Most strategists expect little improvement for the season, and analysts now forecast S&P 500 earnings falling 3.7% year-over-year in the first quarter of 2023 and 3.1% for the second quarter.
"What's clear is the speed with which the 2023 numbers are falling is just worse than (usual)," said Jonathan Golub, chief U.S. equity strategist & head of quantitative research at Credit Suisse Securities in New York.
The darkening earnings picture bolsters the case for investors who believe the stock market's early-year rally is unlikely to last, adding to worries over how high the Federal Reserve will need to take interest rates in its fight to keep inflation on an easing trajectory.
The S&P 500 notched its biggest percentage weekly decline since mid-December last week, though the index is up about 7% for the year to date.
"The reality for equities is that monetary policy remains in restrictive territory in the context of an earnings recession that has now begun in earnest," wrote analysts at Morgan Stanley, including Michael Wilson, the bank’s U.S. equity strategist, in a Monday report.

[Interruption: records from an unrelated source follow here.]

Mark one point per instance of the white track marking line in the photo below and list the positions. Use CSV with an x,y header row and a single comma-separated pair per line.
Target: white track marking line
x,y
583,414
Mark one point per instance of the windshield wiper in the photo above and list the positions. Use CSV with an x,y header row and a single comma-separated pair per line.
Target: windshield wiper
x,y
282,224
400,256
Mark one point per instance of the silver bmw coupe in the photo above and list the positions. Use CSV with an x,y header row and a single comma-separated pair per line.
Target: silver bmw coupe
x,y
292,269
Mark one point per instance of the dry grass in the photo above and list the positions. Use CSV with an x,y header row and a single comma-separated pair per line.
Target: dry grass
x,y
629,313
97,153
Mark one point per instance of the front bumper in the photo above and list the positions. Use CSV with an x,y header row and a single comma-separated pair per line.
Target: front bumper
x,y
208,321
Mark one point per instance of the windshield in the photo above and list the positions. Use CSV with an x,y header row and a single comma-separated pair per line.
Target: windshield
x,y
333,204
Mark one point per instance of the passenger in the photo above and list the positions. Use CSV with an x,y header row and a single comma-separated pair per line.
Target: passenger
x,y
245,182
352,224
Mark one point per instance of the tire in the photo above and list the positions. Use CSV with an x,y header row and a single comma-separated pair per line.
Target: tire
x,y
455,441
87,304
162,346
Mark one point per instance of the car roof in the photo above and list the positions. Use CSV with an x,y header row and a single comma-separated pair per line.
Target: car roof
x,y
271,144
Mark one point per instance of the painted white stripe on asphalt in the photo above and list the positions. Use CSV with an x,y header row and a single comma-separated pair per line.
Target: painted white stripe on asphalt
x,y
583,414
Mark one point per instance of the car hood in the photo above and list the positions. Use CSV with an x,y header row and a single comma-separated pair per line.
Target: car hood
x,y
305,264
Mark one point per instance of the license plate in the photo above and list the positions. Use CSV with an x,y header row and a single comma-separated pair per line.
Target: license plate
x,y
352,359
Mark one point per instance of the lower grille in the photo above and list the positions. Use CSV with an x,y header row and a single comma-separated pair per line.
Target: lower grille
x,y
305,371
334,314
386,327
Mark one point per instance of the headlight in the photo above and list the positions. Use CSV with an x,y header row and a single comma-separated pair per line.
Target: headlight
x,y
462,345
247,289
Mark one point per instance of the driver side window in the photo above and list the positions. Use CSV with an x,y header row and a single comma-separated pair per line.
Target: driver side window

Recent results and guidance from some of the most heavily weighted names in the tech-related space like Alphabet GOOGL.O, Amazon.com AMZN.O and Apple AAPL.O have been among the most memorable disappointments this earnings season.
Golub and other strategists say a tight labor market that is pressuring margins for companies as a key reason for the decline in earnings, and expect these costs to remain stickier than other pressures.